When he built Ebbets Field, he said, “Later I hope the players will capture a pennant, to make the combination complete.” During his lifetime, he saw two pennants (1916 and 1920) while playing under the field that bore his name, although he never saw a World Series title. The Dodgers did not win a World Series until 1955. Five years after the title (and three years after the team left Brooklyn), his stadium was demolished. The Ebbets Field Apartments now stand on the site.

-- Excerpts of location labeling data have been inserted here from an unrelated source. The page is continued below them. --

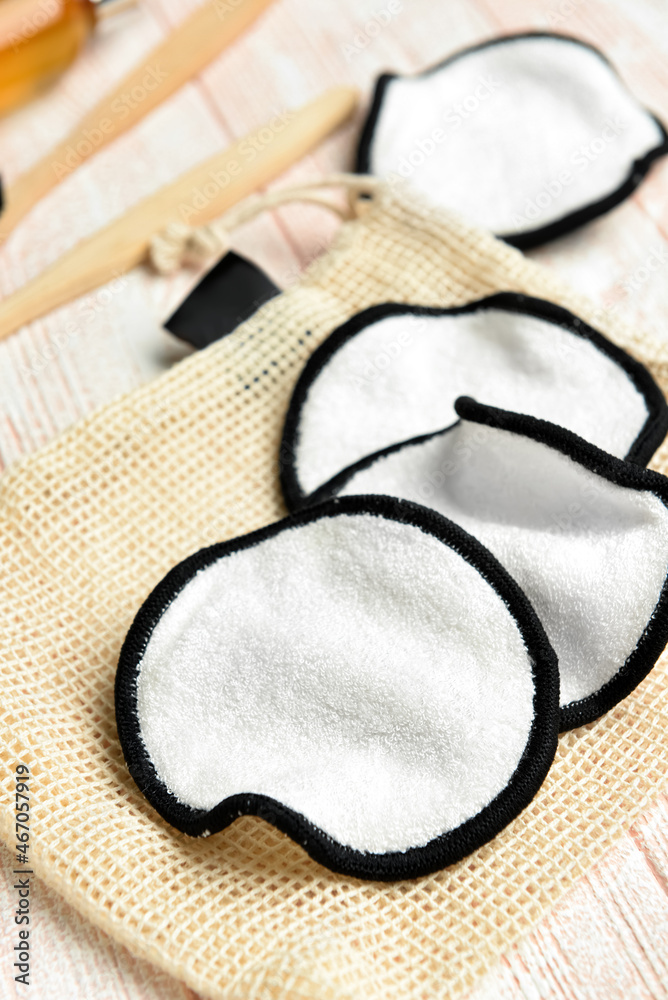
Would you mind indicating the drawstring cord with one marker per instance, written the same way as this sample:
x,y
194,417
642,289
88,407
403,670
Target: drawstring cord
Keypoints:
x,y
180,244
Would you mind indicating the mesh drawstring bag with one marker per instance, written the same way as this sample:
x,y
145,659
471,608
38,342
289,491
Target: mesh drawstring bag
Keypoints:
x,y
89,526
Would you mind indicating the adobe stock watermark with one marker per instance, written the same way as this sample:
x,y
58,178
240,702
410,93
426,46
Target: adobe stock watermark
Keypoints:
x,y
579,161
371,29
460,453
453,119
384,359
122,106
247,151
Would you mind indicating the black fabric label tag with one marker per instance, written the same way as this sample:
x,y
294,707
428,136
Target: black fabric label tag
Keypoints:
x,y
224,298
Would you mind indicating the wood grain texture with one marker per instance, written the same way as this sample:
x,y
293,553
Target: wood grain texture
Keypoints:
x,y
607,938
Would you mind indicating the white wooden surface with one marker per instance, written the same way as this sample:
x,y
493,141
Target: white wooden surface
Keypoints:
x,y
608,937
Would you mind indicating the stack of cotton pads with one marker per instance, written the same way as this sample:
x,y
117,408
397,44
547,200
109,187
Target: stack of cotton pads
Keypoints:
x,y
476,556
377,674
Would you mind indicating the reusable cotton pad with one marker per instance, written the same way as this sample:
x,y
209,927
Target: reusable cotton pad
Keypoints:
x,y
584,534
393,372
365,676
529,135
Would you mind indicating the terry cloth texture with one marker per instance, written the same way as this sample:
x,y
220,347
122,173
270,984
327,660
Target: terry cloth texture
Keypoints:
x,y
529,135
394,373
364,676
93,522
584,534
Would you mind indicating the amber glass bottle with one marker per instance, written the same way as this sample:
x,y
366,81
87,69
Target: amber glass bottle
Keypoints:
x,y
39,39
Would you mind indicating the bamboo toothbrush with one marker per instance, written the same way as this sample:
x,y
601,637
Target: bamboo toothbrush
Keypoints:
x,y
197,197
180,56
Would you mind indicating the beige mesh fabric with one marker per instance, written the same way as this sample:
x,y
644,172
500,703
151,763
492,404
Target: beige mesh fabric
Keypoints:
x,y
88,527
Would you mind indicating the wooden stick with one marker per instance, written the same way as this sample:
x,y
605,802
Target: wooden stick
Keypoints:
x,y
167,67
196,198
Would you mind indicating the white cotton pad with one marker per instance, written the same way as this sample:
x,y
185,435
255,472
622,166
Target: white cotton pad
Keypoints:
x,y
364,676
394,372
529,135
584,534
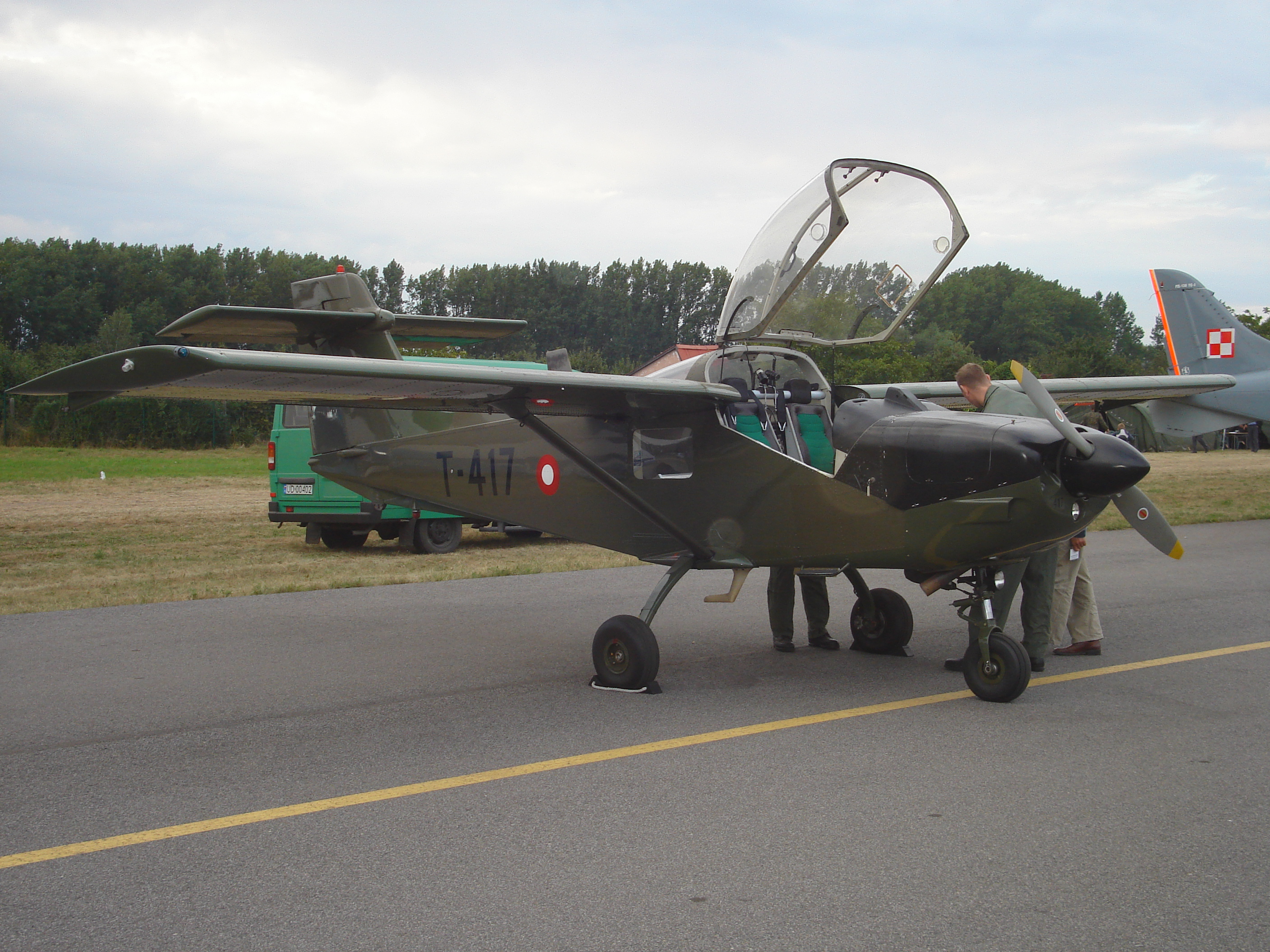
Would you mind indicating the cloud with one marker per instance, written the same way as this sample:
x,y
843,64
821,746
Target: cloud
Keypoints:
x,y
1082,141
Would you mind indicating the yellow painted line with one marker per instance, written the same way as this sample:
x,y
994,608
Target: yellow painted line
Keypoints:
x,y
315,806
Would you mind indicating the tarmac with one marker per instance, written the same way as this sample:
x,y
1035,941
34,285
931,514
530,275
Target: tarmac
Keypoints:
x,y
1118,811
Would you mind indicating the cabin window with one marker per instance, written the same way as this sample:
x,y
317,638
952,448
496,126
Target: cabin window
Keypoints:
x,y
662,453
296,418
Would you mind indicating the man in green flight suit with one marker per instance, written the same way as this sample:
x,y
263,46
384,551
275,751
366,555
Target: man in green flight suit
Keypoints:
x,y
1038,573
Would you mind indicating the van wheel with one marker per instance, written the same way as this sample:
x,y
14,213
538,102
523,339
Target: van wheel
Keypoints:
x,y
438,536
342,537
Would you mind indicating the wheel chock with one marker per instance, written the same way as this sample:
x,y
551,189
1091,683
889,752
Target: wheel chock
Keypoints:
x,y
651,688
738,579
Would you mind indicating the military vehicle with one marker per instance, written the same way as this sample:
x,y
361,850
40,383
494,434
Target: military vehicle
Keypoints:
x,y
718,462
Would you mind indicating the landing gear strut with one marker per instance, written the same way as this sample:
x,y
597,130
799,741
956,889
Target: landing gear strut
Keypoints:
x,y
882,622
625,650
996,667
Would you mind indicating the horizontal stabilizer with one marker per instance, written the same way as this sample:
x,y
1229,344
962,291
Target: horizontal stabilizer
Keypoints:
x,y
205,374
1066,390
217,324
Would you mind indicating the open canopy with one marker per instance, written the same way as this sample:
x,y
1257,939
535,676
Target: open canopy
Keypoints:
x,y
846,258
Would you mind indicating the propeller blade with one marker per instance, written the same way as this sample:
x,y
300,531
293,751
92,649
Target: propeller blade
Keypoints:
x,y
1142,514
1045,403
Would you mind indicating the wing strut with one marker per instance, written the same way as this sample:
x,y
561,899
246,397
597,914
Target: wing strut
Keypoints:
x,y
517,410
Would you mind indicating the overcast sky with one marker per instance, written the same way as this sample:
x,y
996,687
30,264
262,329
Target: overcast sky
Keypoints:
x,y
1087,142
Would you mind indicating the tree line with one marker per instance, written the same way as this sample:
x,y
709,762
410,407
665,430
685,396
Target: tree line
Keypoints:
x,y
64,301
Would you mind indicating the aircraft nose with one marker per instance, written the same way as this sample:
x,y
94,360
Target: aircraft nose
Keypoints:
x,y
1113,469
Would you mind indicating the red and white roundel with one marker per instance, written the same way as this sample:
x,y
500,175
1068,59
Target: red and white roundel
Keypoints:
x,y
549,475
1221,343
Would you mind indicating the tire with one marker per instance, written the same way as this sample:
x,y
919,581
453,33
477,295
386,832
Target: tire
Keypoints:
x,y
438,536
1014,669
625,653
893,629
342,537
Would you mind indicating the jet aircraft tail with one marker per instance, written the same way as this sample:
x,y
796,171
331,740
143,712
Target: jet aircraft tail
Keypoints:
x,y
1201,333
1203,337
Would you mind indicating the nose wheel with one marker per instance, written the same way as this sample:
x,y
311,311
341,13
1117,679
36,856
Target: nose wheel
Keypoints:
x,y
995,665
1000,677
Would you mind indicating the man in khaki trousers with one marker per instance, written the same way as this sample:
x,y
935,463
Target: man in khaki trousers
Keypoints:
x,y
1073,613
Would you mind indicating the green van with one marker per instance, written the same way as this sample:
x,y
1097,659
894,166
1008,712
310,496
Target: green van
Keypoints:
x,y
341,518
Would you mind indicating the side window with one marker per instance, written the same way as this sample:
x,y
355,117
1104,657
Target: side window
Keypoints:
x,y
662,453
296,418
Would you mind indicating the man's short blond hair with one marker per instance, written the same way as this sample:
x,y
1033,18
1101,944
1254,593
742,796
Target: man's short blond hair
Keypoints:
x,y
973,376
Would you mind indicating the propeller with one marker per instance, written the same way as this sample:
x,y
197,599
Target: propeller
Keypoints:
x,y
1045,403
1135,506
1142,514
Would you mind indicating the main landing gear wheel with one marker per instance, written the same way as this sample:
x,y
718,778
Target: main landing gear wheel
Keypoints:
x,y
1008,674
438,536
889,630
625,653
343,537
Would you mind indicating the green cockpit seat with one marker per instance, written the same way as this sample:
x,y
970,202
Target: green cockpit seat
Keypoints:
x,y
749,417
811,427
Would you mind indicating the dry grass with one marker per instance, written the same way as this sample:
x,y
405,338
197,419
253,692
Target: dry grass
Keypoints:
x,y
80,544
1226,485
83,542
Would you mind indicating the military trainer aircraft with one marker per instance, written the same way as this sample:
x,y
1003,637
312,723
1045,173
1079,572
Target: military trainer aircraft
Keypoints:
x,y
736,458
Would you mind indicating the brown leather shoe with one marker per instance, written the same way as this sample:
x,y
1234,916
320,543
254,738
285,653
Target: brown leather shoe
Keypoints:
x,y
1081,648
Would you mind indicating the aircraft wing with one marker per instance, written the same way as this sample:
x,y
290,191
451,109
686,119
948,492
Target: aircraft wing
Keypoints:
x,y
1071,390
216,324
206,374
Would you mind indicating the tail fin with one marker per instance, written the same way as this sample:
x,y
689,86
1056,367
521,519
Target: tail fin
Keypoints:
x,y
335,314
1201,333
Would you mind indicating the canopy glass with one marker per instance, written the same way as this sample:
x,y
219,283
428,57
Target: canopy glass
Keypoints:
x,y
846,258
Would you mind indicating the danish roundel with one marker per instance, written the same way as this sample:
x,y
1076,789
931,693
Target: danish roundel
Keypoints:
x,y
549,475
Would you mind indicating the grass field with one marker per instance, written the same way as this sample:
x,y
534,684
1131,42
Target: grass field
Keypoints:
x,y
192,525
1221,486
40,464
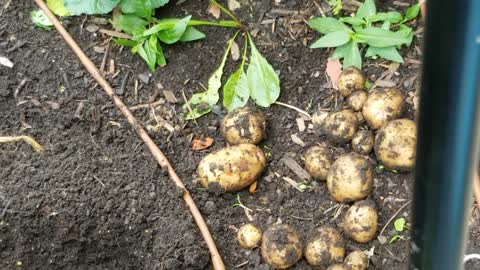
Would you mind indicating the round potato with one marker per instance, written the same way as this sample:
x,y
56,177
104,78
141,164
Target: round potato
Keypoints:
x,y
356,260
350,178
341,126
325,247
382,105
395,144
231,168
249,236
362,142
318,161
243,125
356,100
281,246
360,222
351,79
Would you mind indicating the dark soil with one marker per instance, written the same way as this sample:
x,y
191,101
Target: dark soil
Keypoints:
x,y
95,198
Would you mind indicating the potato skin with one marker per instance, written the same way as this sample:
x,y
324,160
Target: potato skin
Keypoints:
x,y
281,246
362,142
360,222
351,79
231,168
325,247
243,125
395,144
382,105
350,178
318,161
249,236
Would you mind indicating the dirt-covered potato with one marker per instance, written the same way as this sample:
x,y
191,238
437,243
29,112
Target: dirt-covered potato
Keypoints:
x,y
351,79
281,246
243,125
362,142
356,260
356,100
231,168
382,105
350,178
318,161
395,144
325,248
249,236
341,126
360,222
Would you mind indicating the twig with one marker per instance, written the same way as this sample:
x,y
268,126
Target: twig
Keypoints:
x,y
162,160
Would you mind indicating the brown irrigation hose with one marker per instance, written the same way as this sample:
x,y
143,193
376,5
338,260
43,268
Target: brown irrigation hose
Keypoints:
x,y
156,152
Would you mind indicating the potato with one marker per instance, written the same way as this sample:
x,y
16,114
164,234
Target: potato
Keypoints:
x,y
360,222
395,145
356,100
281,246
243,125
341,126
325,247
231,168
350,178
351,79
382,105
356,260
318,161
249,236
362,142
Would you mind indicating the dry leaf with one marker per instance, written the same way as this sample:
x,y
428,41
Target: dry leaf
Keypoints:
x,y
334,68
201,143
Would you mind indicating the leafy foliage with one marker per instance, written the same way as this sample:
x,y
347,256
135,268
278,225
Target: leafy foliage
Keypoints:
x,y
382,33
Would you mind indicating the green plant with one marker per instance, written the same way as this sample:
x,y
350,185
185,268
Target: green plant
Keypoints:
x,y
382,33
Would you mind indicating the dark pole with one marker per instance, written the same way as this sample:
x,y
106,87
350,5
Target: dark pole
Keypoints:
x,y
448,134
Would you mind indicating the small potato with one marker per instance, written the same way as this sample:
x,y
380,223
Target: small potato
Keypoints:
x,y
231,168
243,125
318,161
356,100
360,222
351,79
341,126
382,105
395,145
249,236
362,142
356,260
281,246
326,247
350,178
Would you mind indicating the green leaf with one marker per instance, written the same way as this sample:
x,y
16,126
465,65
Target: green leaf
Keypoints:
x,y
77,7
58,7
327,25
331,40
412,12
174,34
191,34
130,23
366,10
379,37
389,53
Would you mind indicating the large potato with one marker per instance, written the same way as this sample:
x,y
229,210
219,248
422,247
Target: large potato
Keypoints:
x,y
281,246
325,248
395,144
350,178
361,221
318,161
382,105
243,125
231,168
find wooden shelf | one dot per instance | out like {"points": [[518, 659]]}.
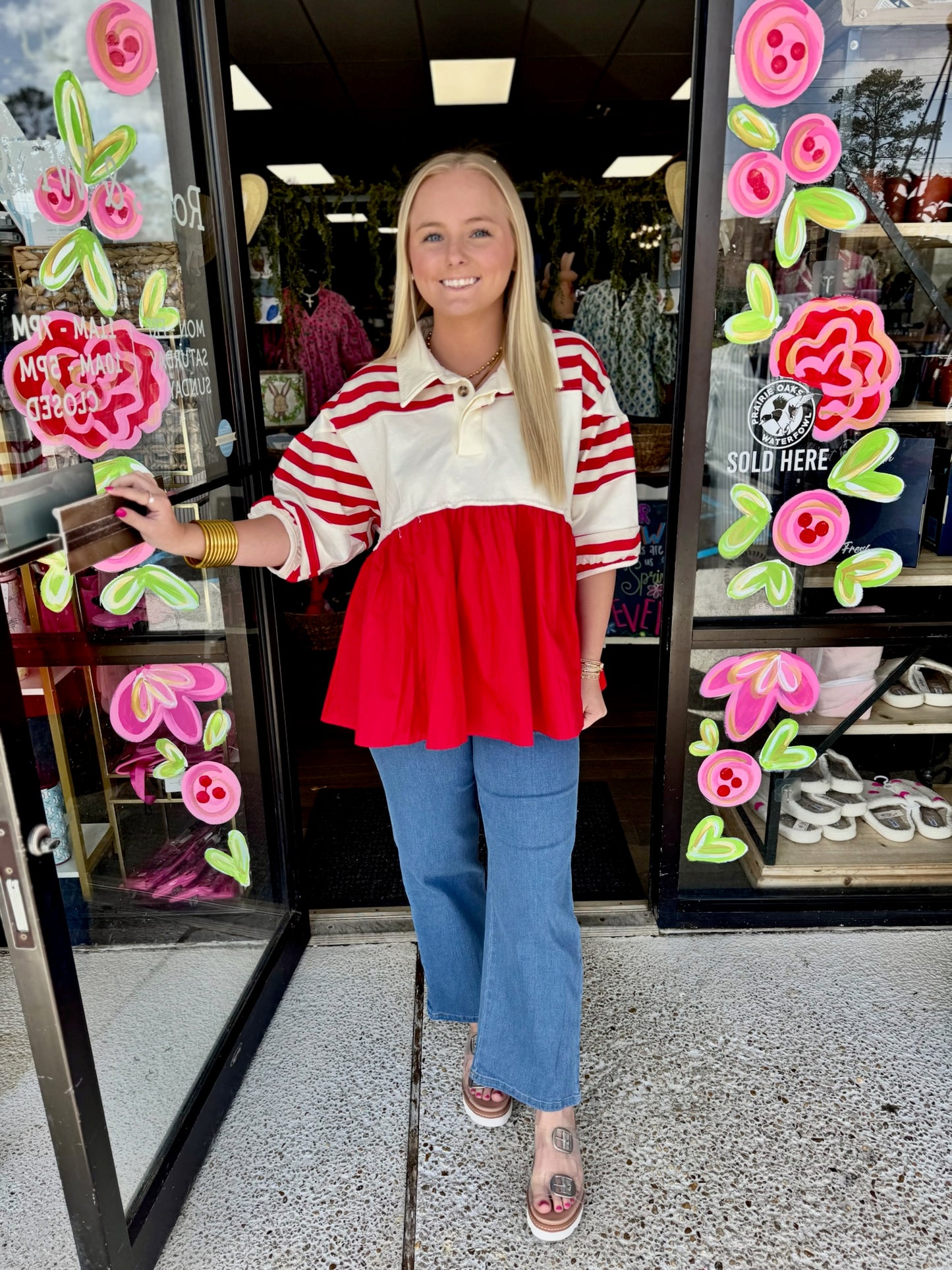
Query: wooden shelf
{"points": [[32, 686], [93, 835], [919, 413], [867, 860], [885, 719], [923, 233], [931, 571]]}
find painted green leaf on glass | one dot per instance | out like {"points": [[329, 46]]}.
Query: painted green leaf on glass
{"points": [[831, 208], [175, 763], [779, 756], [108, 470], [56, 583], [174, 591], [108, 156], [761, 295], [756, 516], [762, 319], [216, 728], [153, 315], [237, 864], [771, 575], [60, 263], [748, 328], [98, 275], [123, 592], [710, 739], [72, 119], [753, 129], [856, 471], [871, 568], [709, 844], [791, 233]]}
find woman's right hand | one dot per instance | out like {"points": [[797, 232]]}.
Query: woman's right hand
{"points": [[156, 522]]}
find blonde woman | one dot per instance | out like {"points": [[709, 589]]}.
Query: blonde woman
{"points": [[489, 457]]}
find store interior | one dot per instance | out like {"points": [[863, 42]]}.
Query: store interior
{"points": [[588, 90]]}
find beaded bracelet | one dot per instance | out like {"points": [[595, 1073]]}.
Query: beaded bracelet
{"points": [[220, 545]]}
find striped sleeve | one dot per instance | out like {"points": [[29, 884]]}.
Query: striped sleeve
{"points": [[323, 500], [605, 507]]}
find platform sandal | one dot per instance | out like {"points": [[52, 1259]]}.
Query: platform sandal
{"points": [[490, 1115], [553, 1226]]}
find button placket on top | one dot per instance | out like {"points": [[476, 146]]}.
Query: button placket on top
{"points": [[470, 422]]}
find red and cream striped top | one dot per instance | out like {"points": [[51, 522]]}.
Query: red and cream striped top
{"points": [[462, 620]]}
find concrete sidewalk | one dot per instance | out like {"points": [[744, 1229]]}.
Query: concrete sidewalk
{"points": [[748, 1100]]}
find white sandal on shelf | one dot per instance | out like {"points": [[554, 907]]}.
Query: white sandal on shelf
{"points": [[908, 691], [937, 679], [791, 827], [889, 813], [813, 808], [931, 812]]}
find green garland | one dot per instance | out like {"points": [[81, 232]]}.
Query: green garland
{"points": [[623, 220]]}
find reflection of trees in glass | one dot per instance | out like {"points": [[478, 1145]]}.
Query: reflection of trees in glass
{"points": [[886, 121], [34, 111]]}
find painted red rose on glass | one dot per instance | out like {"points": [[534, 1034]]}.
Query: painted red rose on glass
{"points": [[92, 388], [841, 348]]}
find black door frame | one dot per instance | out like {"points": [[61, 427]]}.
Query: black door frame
{"points": [[45, 969]]}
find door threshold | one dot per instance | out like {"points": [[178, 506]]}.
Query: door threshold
{"points": [[593, 915]]}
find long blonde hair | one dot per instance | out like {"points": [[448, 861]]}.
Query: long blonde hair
{"points": [[527, 339]]}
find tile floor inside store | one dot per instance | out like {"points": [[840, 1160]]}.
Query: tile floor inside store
{"points": [[748, 1100]]}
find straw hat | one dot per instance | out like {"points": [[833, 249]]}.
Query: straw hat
{"points": [[675, 188], [254, 200]]}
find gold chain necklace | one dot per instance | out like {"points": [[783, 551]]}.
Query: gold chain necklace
{"points": [[482, 368]]}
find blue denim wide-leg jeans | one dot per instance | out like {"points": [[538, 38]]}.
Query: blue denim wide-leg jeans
{"points": [[503, 950]]}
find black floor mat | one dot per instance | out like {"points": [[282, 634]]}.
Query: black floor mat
{"points": [[353, 861]]}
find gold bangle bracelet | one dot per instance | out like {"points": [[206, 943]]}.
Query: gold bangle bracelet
{"points": [[220, 545]]}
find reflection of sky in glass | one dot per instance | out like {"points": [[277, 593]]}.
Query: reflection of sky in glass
{"points": [[916, 50], [41, 38]]}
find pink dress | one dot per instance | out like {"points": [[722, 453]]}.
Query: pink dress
{"points": [[462, 621]]}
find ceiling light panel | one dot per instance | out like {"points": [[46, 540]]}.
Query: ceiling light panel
{"points": [[301, 173], [636, 165], [472, 80], [244, 94]]}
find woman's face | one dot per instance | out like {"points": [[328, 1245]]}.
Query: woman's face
{"points": [[461, 245]]}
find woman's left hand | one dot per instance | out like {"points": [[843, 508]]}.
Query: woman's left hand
{"points": [[593, 704]]}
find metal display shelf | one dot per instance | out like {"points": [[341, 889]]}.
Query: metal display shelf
{"points": [[931, 571]]}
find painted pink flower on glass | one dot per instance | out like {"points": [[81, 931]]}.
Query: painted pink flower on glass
{"points": [[165, 695], [61, 196], [756, 683]]}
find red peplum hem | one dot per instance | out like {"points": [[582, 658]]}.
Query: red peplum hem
{"points": [[462, 623]]}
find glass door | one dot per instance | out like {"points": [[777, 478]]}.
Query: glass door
{"points": [[810, 694], [149, 908]]}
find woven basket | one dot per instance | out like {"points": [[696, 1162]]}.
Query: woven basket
{"points": [[131, 263], [653, 445], [315, 631]]}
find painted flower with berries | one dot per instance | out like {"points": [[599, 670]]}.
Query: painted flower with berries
{"points": [[92, 388]]}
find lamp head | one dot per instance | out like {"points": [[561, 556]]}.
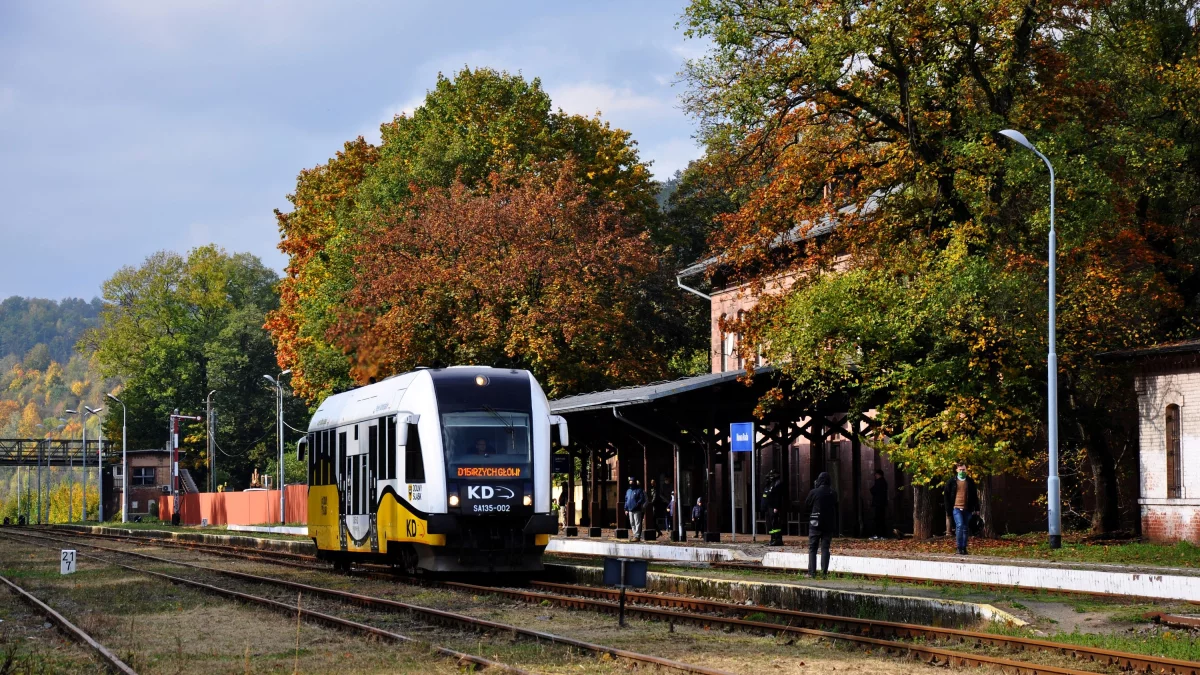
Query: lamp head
{"points": [[1018, 137]]}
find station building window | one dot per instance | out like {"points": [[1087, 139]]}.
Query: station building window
{"points": [[1174, 454]]}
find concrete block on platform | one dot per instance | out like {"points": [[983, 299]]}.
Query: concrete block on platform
{"points": [[1139, 584], [301, 531], [649, 551]]}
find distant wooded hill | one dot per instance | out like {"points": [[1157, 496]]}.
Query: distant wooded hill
{"points": [[28, 322], [41, 375]]}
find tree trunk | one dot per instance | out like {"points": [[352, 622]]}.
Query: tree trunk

When he died, his estate was valued at $1,115,257— most of it being in his half ownership of the Brooklyn Dodgers Baseball Club and the Ebbets Field property. His widow, Grace Slade Ebbets, and son-in-law, Joseph Gilleaudeau, were named executors. His will, however, stipulated that his shares in the Dodgers be kept intact and sold as a unit. No buyer of this large block could be found until 1945 when it was sold to Branch Rickey (then president of the Dodgers), Walter O'Malley (the Dodgers’ attorney, who later became president of the club and was responsible for moving it to Los Angeles), and John L. Smith (president of Charles Pfizer & Co.). Further complications arose as the other three of Charlie's children, Charles, Jr., Maie Ebbets Cadore, and Anna Ebbets Booth, contested decisions made by the executors—pitting them in a sibling dispute against their brother-in-law, Joseph Gilleaudeau. The Great Depression in the 1930s also drained resources established for the annual payments intended for his heirs, which ceased in 1933. Settlement of the estate was tied up in the New York Surrogate's Court for nearly a quarter century. It was finally settled on December 14, 1949. His widow, his three daughters, his son's widow, and other heirs (22 in all) divided $838,558.
After Charlie's death, Grace eventually moved out to Long Island, living in a home at 41 Kenilworth Road, Mineola, New York. She died in that home on April 26, 1959. Services were held at Freeport, Long Island, and she was buried at Green-Wood Cemetery on April 29, 1959 next to Charles.